With nearly 13 percent of the workforce still unemployed or underemployed, many workers are doing anything to stay marketable, even if it means taking a free or low-paid internship. While moving from management to intern can humble the ego and put a kink in the bank account, it could be a vital step in gaining the experience and contacts needed to make a career change or get back into the workforce after a break. Adding new responsibilities to your resume from an adult internship also can make you a more attractive job candidate.
Here’s how to survive a midcareer internship.
To intern or not to intern
The first step in winning the internship game is figuring out if you really need one, says Carol Fishman Cohen, co-author of “Back on the Career Track,” a book that helps women transition back into the workforce after taking time off for child rearing. That means developing a clear view of your career goals, figuring out what skills you’ll need to get there and examining the opportunity costs of an internship.
“If you are currently unemployed and you’re looking to return to work, you could go through a period of three months or six months where you are not bringing in any income … or you can take a three-month or six-month period to pursue an internship, which ideally is paid,” Cohen says. “You could use that same amount of time to be in an experience that will make you a more compelling candidate.”
Perks of interning
The silver lining to internships is that many are part time and frequently come with flexible scheduling that allows older interns to maintain family responsibilities and apply for full-time gigs.
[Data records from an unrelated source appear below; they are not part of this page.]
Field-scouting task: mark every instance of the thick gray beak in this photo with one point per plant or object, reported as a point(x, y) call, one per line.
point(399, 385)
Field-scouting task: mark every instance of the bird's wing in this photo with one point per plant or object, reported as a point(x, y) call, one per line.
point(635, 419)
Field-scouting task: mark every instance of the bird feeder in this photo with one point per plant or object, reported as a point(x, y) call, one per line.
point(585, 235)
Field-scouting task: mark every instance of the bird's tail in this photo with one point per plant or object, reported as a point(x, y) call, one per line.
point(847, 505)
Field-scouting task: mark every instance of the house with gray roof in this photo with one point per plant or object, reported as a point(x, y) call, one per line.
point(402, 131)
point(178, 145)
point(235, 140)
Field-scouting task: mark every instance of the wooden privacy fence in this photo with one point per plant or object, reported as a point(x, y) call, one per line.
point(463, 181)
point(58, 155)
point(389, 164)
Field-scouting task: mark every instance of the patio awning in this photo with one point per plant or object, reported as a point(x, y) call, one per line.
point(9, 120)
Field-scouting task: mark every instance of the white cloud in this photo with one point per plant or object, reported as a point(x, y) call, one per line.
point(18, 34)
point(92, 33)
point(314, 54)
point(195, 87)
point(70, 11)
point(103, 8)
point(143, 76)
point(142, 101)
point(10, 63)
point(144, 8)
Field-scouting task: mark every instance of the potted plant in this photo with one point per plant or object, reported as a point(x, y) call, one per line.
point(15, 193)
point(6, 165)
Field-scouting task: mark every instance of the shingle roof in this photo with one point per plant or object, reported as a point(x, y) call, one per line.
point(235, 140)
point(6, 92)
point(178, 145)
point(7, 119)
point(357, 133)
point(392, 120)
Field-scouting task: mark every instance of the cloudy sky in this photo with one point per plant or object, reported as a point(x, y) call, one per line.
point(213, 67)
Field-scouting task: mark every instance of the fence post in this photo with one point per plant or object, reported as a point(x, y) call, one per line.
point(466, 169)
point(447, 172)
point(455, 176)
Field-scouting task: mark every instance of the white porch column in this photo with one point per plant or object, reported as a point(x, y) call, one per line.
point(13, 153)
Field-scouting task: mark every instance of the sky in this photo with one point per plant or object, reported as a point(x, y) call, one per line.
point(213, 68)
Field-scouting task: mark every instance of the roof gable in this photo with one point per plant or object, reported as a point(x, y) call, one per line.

If you’re considering an internship, Judith Lansky, president of Lansky Career Consultants in Chicago, recommends researching the industry you’re trying to break into and determining what skills and experience you’ll need to be successful.
“The intern (should) do as much informational interviewing as possible so they know, ‘What is it I need to learn?'” she says.
Just any internship isn’t enough. For older workers who are relying on an internship to propel them to a better paying job, selecting one that offers strong networking opportunities and that will supplement their current skill set is crucial.
“Be really picky about the type of internship you have,” says Marlene Quiram, a 46-year-old former stay-at-home mom who’s using recently completed internships with Kawasaki Motors and Silicon Valley tech firm D-Link to break into the public relations field. “Make sure that you don’t end up being the intern who’s just there to grab coffee or do copy stuff.
“I tried to be as picky as I could, and it’s really tough.”
Other creative solutions
In addition to investigating adult internship opportunities, Fishman Cohen recommends also checking out temp work, contract consultant positions, executive in residence jobs and programs like Goldman Sachs’ Returnship initiative, which is designed to help midcareer professionals return to the workforce. Companies such as AboutOne, a firm that produces online organizational tools and apps, offer internship-like positions specifically for moms heading back to the workforce. A list of return-to-work programs is also available at iRelaunch.com, which Fishman Cohen co-founded.
If you can’t find an internship with your dream company, suggest one, Fishman Cohen adds. If you interview for a full-time job and sense that the hiring manager is interested but not ready to offer permanent work, offering to do an internship or internship-like arrangement such as a contract consulting role could get your foot in the door.
“That’s a situation that hiring managers sometimes haven’t considered,” Fishman Cohen says. “From their perspective, it’s a little bit less risky. They can see you in action.”
Advantage of experience
If you need help selling yourself to a hiring manager, remind them that there are advantages to older interns.
“I’ve had the experience of being in some of my superiors’ shoes, and it helps to know where they’re coming from,” says Gabe Izsak, a 34-year-old attorney who completed a year-long internship with the Chicago-based public relations firm KemperLesnik to transition into the sports marketing field. “Having been in a more senior position prior, I can see how to better tailor what I’m doing in order to make us both work at a more efficient level.”
Package it right
Ideally, an internship will directly lead to a job with that employer, but even if it doesn’t, walk away with some good references, job experience and, if possible, a title other than “intern” on your resume, Lansky says.
“You see ‘internship’ and you think ‘child’; not really child, but young person, doesn’t know much yet,” she explains. “As always, it’s about marketing. Without lying about it, you want to dress it up to be as responsible and impressive as possible.”
If you’re part of a formal internship program, Fishman Cohen says to list it as such on your resume. However, if your role was less formal and your internship supervisor is OK with it, listing a generic title such as “contract role” along with the department you interned in lets future employers know that your work was temporary without letting on that the salary wasn’t as high as that of your previous jobs. Also remember to stress in future job interviews that the work you did while interning was a strategic part of your overall career plan.
An internship, says Fishman Cohen, “is an excellent way to demonstrate to an employer how serious you are about wanting to return to work,” she says. “But a lot of it is how you tell the story.”